Jumping to Conclusions, Mind Reading or Fortune-telling ||| Making predictions or conclusions based on little to no evidence. ||| My whole family is poor, which means that our DNA doesn’t have what it takes to have financial success.
Should Statements ||| Irrational rules that govern or criticize how the world “should” be. ||| I’m over 30, so I should have a house, a car, and my own family by now.
Personalization of Blame ||| Internalizing the outcome of a situation you had no control over and blaming yourself for it. ||| I am not worthy of a companion in my life, because I have always been a burden to those around me.

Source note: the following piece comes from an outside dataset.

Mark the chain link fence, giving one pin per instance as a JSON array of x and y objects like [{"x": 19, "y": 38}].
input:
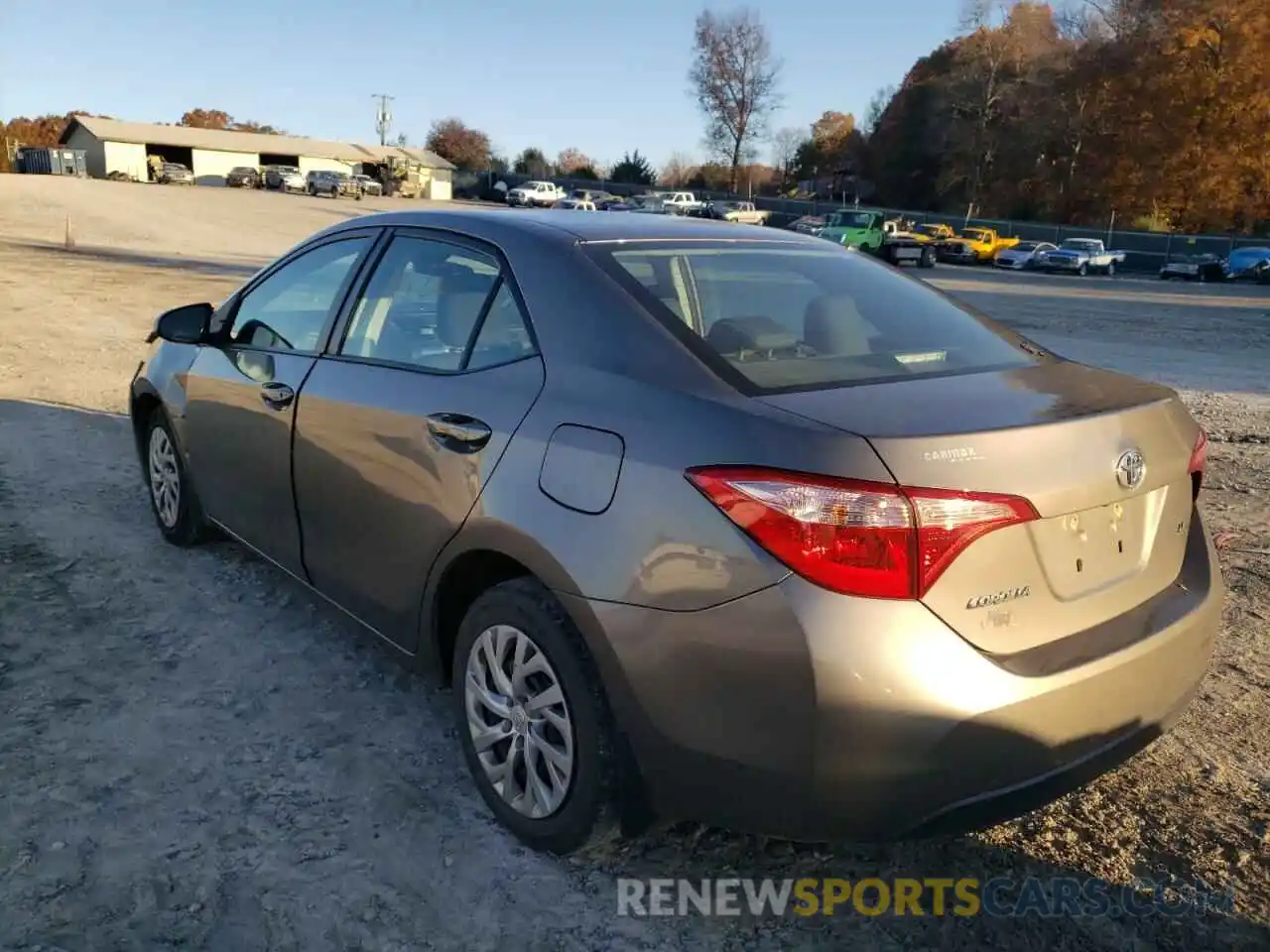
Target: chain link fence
[{"x": 1144, "y": 250}]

Discounting the Positive ||| Turning a compliment into an insult or put-down. ||| I made the basket out of sheer luck.
Emotional Reasoning ||| An assumption based on feelings that an irrational thought is valid and true ||| I feel lonely, therefore, nobody wants to get to know me, even if I try to go out and socialize
Sample Journal Assignment
Thought Distortion ||| Situation ||| Thoughts/Feelings ||| New thought ||| Changes
All or nothing thinking ||| Write description of situation ||| Write your thoughts/feelings about situation ||| Alter your thought from all or nothing to different type of thinking ||| What do you think and feel now....?
Impact of Journaling on Students' Self-Efficacy and Locus of Control
One strategy to address depression due to cognitive distortion is through addressing an “All or Nothing” thought distortion. This thought distortion stems from perceiving the world in extremes, or “black and white.”
Over time, using guided journaling allows for intrapersonal growth and understanding of one’s self, which leads to self-compassion.
How can guided journaling help with anxiety?
Guided journaling relieves stress and helps to manage other emotions, such as anger, fear, or frustration. For those who have experienced trauma, it can be an outlet that allows you to process the experience through a series of questions or prompts that lead to a greater understanding of the situation and your relationship with yourself.
Guided journaling can include a combination of techniques that involve creative visualization and relaxation. Some guided journaling apps, such as Jour, encourage taking deep breaths or taking pauses throughout the writing session.
Incorporating physical relaxation techniques when writing can help to relieve stress, insomnia, and anxiety. You may be encouraged to focus on changes happening in the body while inhaling, exhaling, and suddenly releasing tension in the muscles. Many mindfulness and meditation systems involve visualizing feelings flowing out of the body, relaxing the muscles, and relieving tension. However, guided journaling takes techniques like Progressive Muscle Relaxation and puts them into a guided, written goal.
How do I get started with guided journaling?
Guided journaling is not restricted to blank pen and pad, but there are also apps and journals with prompts embedded into notebooks.
The Passion Planner provides a journaling system that starts with a step-by-step roadmap of your goals. It begins by asking the journaler to make a wish and answer the question, “If I could do anything, have anything or be anything, what would it be?” to challenge the author to think beyond the most common restraints--time and money. To begin the exercise, a 5-minute countdown is encouraged while answering the question, and keeping in mind there are no limitations to what you can achieve.
The roadmap will later be used to define long and short-term goals. These goals are later broken down into actionable steps, daily prompts, and monthly check-ins. To start out the week, the Passion Planner begins with inspirational quotes that when embraced lead to self-inspiration and self-motivation. Following a guided journal increases self-awareness and mental well-being independently as a form of therapeutic help.
What are the long-term benefits of guided journaling?
Guided journaling leads to increased productivity, a deeper sense of gratitude, and self-compassion. It can be done as a form of therapeutic help, or it can be in combination with a therapist as a collaborative effort to make a purposeful, therapeutic journey.